Summary & Overview
HCPCS P3001: Screening Papanicolaou Smear, Cervical or Vaginal
HCPCS Level II code P3001 represents a screening Papanicolaou (Pap) smear of the cervix or vagina, up to three smears, with interpretation by a physician. As a widely used preventive service in women's health, this code supports cervical cancer screening programs and informs quality measurement and coverage decisions at the national level. Its use affects preventive care access, lab utilization, and clinical workflow for outpatient and ambulatory gynecologic services.
Key payers covered in this analysis include Aetna, Blue Cross Blue Shield, Cigna Health, UnitedHealthcare, and Medicare. Readers will find a concise overview of clinical context for cervical/vaginal cytology, typical sites of service, and payer coverage patterns. The publication summarizes benchmarks for utilization and reimbursement where available, notes relevant policy and coverage trends affecting screening services, and outlines coding considerations tied to service delivery in outpatient settings.

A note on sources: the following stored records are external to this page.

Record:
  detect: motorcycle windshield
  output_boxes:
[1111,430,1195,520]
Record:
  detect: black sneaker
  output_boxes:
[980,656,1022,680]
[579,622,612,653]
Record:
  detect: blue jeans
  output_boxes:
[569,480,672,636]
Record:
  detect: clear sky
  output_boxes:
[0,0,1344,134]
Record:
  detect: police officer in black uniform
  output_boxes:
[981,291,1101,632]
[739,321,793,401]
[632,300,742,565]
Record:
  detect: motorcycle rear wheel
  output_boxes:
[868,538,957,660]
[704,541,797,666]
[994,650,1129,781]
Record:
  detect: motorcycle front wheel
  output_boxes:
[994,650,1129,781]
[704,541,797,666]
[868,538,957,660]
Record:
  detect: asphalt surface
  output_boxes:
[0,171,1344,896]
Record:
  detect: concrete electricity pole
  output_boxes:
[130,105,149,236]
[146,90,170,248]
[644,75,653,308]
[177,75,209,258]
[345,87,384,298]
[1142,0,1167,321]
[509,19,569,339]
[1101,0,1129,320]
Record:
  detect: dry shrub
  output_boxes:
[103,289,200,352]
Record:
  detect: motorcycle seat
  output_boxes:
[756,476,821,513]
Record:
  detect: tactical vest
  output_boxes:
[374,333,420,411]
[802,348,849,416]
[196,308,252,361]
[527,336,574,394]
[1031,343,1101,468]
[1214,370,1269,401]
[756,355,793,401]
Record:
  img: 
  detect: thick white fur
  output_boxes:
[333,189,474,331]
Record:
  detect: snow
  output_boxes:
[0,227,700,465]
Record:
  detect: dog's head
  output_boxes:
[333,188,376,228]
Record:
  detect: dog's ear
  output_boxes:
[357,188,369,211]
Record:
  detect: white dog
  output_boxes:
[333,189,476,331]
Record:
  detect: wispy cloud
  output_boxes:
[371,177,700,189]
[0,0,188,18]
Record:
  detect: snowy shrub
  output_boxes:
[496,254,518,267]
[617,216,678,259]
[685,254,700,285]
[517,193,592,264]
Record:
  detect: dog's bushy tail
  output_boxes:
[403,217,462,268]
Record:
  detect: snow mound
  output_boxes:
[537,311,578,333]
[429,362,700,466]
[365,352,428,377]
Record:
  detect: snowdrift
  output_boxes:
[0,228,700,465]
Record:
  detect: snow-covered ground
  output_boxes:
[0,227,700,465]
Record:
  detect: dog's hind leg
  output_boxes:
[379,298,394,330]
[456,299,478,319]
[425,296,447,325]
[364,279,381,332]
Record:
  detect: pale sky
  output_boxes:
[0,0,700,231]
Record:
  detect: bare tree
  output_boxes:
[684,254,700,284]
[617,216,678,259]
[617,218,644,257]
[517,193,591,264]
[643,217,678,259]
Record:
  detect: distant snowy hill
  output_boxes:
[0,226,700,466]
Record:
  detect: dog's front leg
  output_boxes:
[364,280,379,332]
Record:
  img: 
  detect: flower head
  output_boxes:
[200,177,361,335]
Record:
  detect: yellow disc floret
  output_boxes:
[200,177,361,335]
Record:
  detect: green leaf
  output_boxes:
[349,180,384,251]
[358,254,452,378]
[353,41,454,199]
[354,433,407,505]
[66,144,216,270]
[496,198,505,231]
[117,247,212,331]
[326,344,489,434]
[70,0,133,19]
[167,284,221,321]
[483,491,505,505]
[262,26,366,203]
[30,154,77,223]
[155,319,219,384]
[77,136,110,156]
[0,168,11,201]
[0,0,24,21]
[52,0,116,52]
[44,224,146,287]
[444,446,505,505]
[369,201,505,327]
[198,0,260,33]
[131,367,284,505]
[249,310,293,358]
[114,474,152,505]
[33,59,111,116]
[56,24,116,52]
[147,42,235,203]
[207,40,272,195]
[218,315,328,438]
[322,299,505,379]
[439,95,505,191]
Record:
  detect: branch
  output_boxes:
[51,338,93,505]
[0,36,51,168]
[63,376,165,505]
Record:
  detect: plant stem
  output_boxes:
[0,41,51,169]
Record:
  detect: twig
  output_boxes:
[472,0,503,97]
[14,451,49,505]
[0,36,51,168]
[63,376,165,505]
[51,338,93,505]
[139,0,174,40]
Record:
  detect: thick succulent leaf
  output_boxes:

This summary is intended for health policy analysts, revenue cycle managers, and clinical leaders seeking a national-level briefing on HCPCS Level II code P3001, its role in preventive care, and the payer landscape that shapes access and billing for Pap smear screening.
Billing Code Overview
HCPCS Level II code P3001 describes a screening Papanicolaou (Pap) smear, cervical or vaginal, up to three smears, requiring interpretation by a physician. This service involves collection of cellular specimens from the cervix and/or vagina for cytologic evaluation.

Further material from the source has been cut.